What is your favorite gnocchi sauce :?:
 
This sugo Genovese is good with potato gnochi or semolina gnochi, and can be used
over a risotto bianco.

1/4 pound of minced veal

I carrot

1 onion

celery

1 tablespoon of soaked dried porcini

2 or 3 tomatoes (fresh or tinned)

1 small glass of marsala

cup of stock

cut the vegetables up fine (mirepoix) and fry the veal brown in some butter, then add
the vegetables and brown, a little flour- then add the tomatoes and break up and the
mushrooms.

Add the stock and the wine. Use the mushroom soaking liquid to stop it from drying
out.

Simmer for at least 30 mins.

from Elizabeth David


A simpler sauce:


Some sweet piseli (if frozen, cook seperately with a good pinch of sugar), some sliced
musroom sautued in butter-add the piselli and some sliced proscuito, and a little
cream. Garlic could be added if you like.
 
All of these sauces sound wonderful. Darkstreams sauce is one I'd like to try. I would suggest straining the mushroom liquid before adding it to the sauce.

:P
 
Is abjcooking’s reference to cheese or potato gnocchi? As a stand-alone dish, I would serve the former as gnocchi malloreddus (with an herbed tomato sauce); the latter, gnocchi di patate, with a ground beef or veal sauce. But either type of gnocchi would be delectable when served simply drizzled with e.v. olive oil and grated pecorino or Parmesan Reggiano plus some basil sprigs.

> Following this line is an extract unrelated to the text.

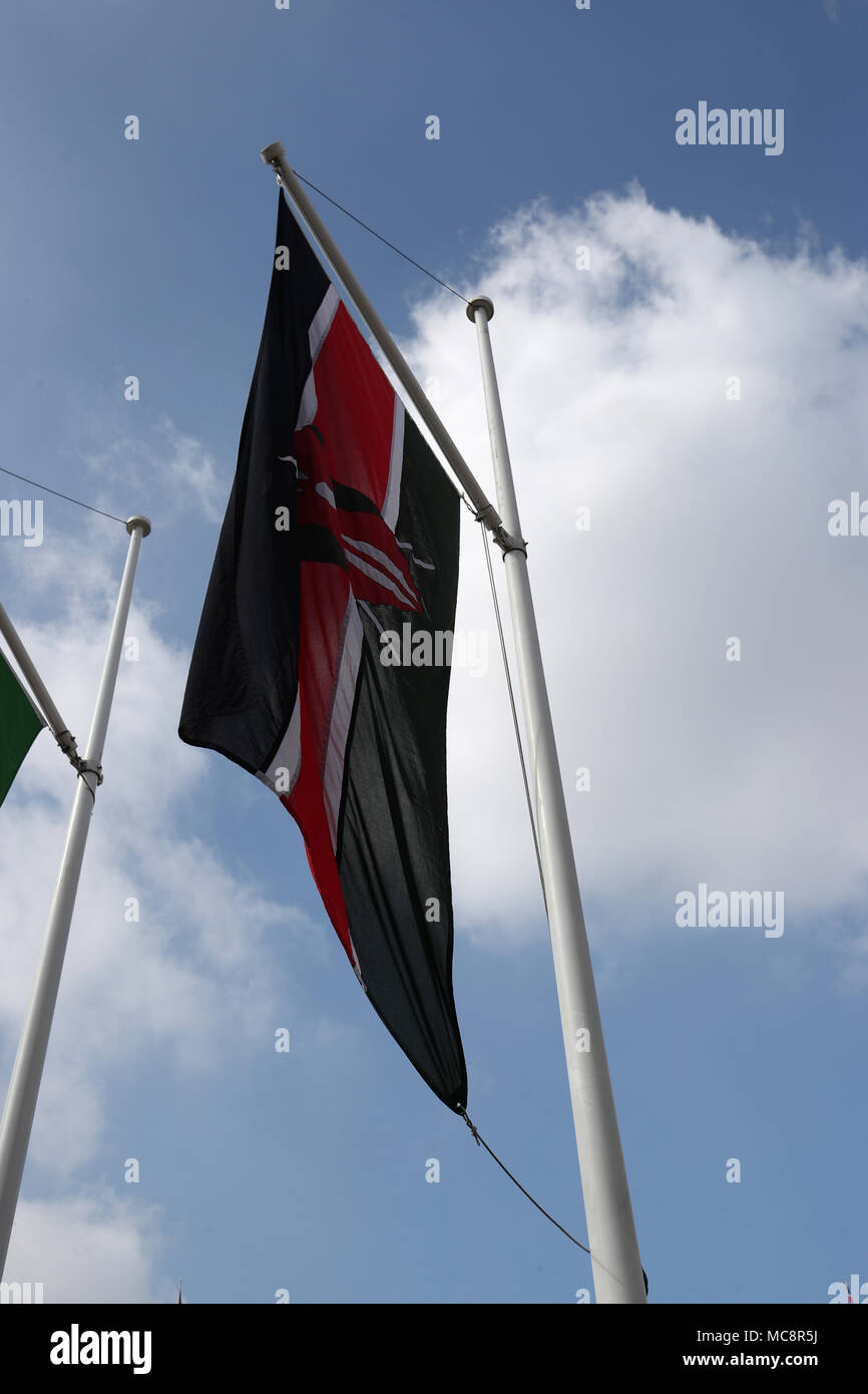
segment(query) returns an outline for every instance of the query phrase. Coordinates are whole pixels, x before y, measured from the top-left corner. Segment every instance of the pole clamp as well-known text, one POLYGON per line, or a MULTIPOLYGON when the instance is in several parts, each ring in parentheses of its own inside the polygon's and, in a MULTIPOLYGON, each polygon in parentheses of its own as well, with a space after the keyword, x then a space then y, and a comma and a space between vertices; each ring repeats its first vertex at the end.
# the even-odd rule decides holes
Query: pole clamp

Incidentally, I have prepared a hybrid dish known as gnochetti alla Piemontese – baked potato dumplings prepared with the exquisite flavour of Fontina cheese. Also, another classic & very addictive Roman version called gnocchi alla Romana, in which cooked semolina is enriched with butter, cheese, and eggs, cut into diamonds or rounds, baked briefly in a hot oven, then sprinkled with Parmesan and browned under the broiler. Ideally enhanced by a good Chianti!